The general relationship for the empirical modeling process is shown in Equation (1).

$$Q=f\left[X,Y\right]$$

(1)

where

• Q is the runoff output;
• X is the input dataset of rainfall;
• Y is the input dataset of historical runoff.

The regression model equation generated by the study process is given in Equation (2).

$$\mathrm{D}=6.5870+0.2614\mathrm{F}-0.0042{\mathrm{F}}^2+0.000019{\mathrm{F}}^3$$

(2)

• D is the discharge (m³/s);
• F is the rainfall (mm).

The hydroelectric power output was evaluated using Equation (3).

$$\mathrm{P}=\mathsf{\rho }\mathrm{ghD}\mathsf{\eta }$$

(3)

where

• P is the generated power (MW);
• $\mathsf{\rho }$ is the density of water (1000 kg/m³);
• $\mathrm{g}$ is the acceleration due to gravity (9.81 m²/s);
• h is the head of water (50 m);
• $\mathsf{\eta }$ is the plant efficiency (0.90).

3. Results and Discussions

3.1. River Orle Rainfall–Discharge Regression Output Analysis

The River Orle rainfall–discharge output is shown in Figure 1. It indicates a good fit, with the data point close to the regression line plot. This indicates low values of residuals, which equally indicates the agreement between the model and experimental results. Figure 2 represents the plot of the observed experimental results and the regression model output.

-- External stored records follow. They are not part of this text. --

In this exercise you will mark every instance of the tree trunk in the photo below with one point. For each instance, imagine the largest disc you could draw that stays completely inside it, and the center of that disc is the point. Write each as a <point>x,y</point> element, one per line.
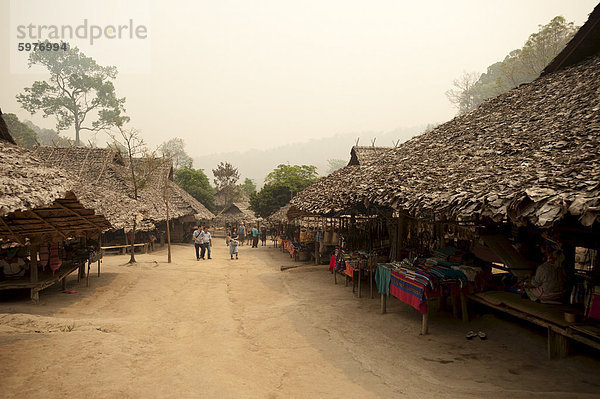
<point>168,234</point>
<point>132,259</point>
<point>77,141</point>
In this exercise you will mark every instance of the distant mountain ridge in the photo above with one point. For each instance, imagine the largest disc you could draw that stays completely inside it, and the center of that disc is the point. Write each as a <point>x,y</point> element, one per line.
<point>256,163</point>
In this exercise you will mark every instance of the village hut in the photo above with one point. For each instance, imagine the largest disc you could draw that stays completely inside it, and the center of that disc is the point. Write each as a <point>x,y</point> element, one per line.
<point>345,191</point>
<point>521,170</point>
<point>39,207</point>
<point>108,170</point>
<point>235,214</point>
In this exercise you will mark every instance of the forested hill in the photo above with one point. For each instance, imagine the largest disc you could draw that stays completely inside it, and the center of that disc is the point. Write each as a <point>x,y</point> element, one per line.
<point>256,163</point>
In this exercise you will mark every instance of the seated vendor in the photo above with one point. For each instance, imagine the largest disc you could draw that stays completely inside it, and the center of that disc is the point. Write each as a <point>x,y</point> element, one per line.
<point>548,282</point>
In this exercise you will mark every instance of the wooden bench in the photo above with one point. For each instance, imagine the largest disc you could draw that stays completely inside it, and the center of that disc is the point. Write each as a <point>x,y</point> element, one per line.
<point>125,247</point>
<point>547,316</point>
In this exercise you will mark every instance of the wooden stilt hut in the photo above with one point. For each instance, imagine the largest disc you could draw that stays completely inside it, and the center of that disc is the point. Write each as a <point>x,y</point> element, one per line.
<point>38,207</point>
<point>520,172</point>
<point>109,171</point>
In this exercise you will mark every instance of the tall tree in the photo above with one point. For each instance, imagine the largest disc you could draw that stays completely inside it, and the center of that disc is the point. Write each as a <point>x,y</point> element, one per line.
<point>280,186</point>
<point>249,187</point>
<point>49,136</point>
<point>335,164</point>
<point>295,177</point>
<point>195,182</point>
<point>519,66</point>
<point>78,93</point>
<point>23,134</point>
<point>129,142</point>
<point>462,94</point>
<point>175,149</point>
<point>226,177</point>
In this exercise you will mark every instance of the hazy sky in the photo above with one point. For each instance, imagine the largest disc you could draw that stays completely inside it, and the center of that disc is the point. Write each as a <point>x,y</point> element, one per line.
<point>233,75</point>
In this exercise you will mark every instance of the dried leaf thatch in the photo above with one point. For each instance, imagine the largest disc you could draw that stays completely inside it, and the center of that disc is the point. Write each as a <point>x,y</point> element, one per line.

The mean annual discharge for the experimental and model results are 19.282 m³/s and 19.937 m³/s, respectively, whereas the total average discharges are 231.393 m³/s and 239.252 m³/s, respectively. This indicates a model discharge predictive accuracy of 96.71%. The large difference in the experiment and model discharge for June and July is because the model data were derived from 60 years of monthly rainfall data, whereas the experimental data were derived from 2 years of average monthly data. This is because there used to be occasional high-volume rainfall between June and July for a number of years.

The proximity in the discharge indicates that the monthly discharge of the river falls within the same range and demonstrates the accuracy and precision of the model.

3.2. Power Generation Analysis

Figure 3 indicates the discharge and power generation profile of the river. The medium flow range of the river, Q₁₀ to Q_70, is between 10 m³/s and 42 m³/s which corresponds to the 5 MW–20 MW power output range. The river has a peak power output of 20 MW, base power of 10 MW, and low power of 5 MW, respectively, within this hydropower power generation range.

4. Conclusions

A 30-year historical and predictive discharge data extension was carried out using the Gauss–Newton Regression Algorithm from the observed 2 years of experimental discharge data, in order to meet the requirements for the design of hydropower facilities. The profile of the river’s average monthly discharge and power generation output was determined with the generated and validated model. Model discharge predictive accuracy of 96.71% and a Pearson Correlation Coefficient of 0.954 were established between the experimental and model results. The river has minimum, average, and peak power potentials of 5 MW, 10 MW, and 20 MW, respectively, within the medium flow range, and is capable of yielding power throughout the year.